Financial inclusion doesn’t mean ‘shoving credit down the throats of the poor’
JOHANNESBURG - South Africa’s banks need to better tailor their products to consumers’ needs to increase equality rather than just offering more credit, the central-bank governor has said.
“People think financial inclusion is like shoving credit down the throats of the poor and that is not quite financial inclusion,” Lesetja Kganyago said in a virtual event. While access to credit is very important, it must be tested against affordability, he said.

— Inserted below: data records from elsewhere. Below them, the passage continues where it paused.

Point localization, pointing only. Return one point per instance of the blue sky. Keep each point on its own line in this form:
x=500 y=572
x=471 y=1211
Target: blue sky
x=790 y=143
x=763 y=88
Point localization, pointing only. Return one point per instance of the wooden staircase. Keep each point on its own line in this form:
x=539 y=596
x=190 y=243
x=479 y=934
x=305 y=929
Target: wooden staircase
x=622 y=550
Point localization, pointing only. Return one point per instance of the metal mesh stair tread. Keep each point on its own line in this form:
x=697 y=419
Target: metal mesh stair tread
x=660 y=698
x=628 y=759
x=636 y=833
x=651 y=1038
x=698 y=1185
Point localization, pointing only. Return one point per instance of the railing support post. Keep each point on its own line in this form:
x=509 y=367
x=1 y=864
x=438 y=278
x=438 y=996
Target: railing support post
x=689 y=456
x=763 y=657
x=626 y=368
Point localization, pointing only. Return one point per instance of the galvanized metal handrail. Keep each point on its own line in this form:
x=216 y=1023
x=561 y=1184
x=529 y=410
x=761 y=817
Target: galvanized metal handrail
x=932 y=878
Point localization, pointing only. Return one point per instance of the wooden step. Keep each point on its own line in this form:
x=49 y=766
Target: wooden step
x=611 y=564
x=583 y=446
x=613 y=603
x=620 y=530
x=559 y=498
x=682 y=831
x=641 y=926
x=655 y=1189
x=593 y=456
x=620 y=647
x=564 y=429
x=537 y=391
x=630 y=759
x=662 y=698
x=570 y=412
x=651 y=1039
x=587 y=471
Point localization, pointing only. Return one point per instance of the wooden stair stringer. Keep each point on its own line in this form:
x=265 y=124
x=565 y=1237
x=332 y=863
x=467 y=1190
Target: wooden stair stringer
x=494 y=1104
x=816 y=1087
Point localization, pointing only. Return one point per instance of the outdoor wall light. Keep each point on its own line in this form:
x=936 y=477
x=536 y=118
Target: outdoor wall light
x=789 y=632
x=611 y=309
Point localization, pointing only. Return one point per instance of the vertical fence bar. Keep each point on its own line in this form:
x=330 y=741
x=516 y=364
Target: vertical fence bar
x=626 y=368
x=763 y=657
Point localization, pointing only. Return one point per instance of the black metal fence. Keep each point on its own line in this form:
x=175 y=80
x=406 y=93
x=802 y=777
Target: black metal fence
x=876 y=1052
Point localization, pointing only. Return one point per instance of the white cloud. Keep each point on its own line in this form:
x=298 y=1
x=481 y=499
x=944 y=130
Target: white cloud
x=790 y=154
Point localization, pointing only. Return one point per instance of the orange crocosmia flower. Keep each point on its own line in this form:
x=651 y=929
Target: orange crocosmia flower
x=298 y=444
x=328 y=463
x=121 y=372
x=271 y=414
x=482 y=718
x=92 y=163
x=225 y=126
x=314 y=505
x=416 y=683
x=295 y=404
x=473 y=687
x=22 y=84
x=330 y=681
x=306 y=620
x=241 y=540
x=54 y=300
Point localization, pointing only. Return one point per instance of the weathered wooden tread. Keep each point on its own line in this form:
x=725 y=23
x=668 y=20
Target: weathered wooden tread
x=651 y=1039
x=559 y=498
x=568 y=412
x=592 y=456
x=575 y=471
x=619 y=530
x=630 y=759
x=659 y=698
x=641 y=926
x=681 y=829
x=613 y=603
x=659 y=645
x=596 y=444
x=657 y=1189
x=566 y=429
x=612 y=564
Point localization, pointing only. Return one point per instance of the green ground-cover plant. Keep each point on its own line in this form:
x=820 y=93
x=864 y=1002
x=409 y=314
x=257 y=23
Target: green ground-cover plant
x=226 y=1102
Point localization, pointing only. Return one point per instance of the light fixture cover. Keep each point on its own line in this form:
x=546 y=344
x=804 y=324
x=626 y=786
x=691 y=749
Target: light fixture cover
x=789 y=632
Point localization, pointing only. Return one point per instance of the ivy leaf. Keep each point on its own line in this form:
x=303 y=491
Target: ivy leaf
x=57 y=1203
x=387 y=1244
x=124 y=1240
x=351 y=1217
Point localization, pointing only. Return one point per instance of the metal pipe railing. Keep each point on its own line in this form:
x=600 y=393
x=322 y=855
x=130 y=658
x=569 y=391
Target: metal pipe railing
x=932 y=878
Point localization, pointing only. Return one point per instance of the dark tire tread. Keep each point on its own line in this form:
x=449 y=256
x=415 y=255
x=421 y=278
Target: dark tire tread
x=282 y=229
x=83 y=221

SA has battled to meaningfully include a larger portion of its population in mainstream finance, with few lower-income earners able to access loans from banks. That’s just one factor helping to maintain the nation’s position as the world’s most unequal society, a status quo that stems from the system of white minority rule which ended in 1994.
The country’s banks have also been criticised for sluggish progress in increasing black representation in their ownership structures and top management. A report by the Banking Association of South Africa found that Black ownership measures in most categories tracked declined between 2016 and 2019, though most remained above the nation’s Financial Sector Code targets.
A preoccupation with ownership in the financial industry, however, has blinded South Africans to other opportunities to foster transformation, Standard Bank Group’s South African head Lungisa Fuzile said at the same forum. – BLOOMBERG NEWS.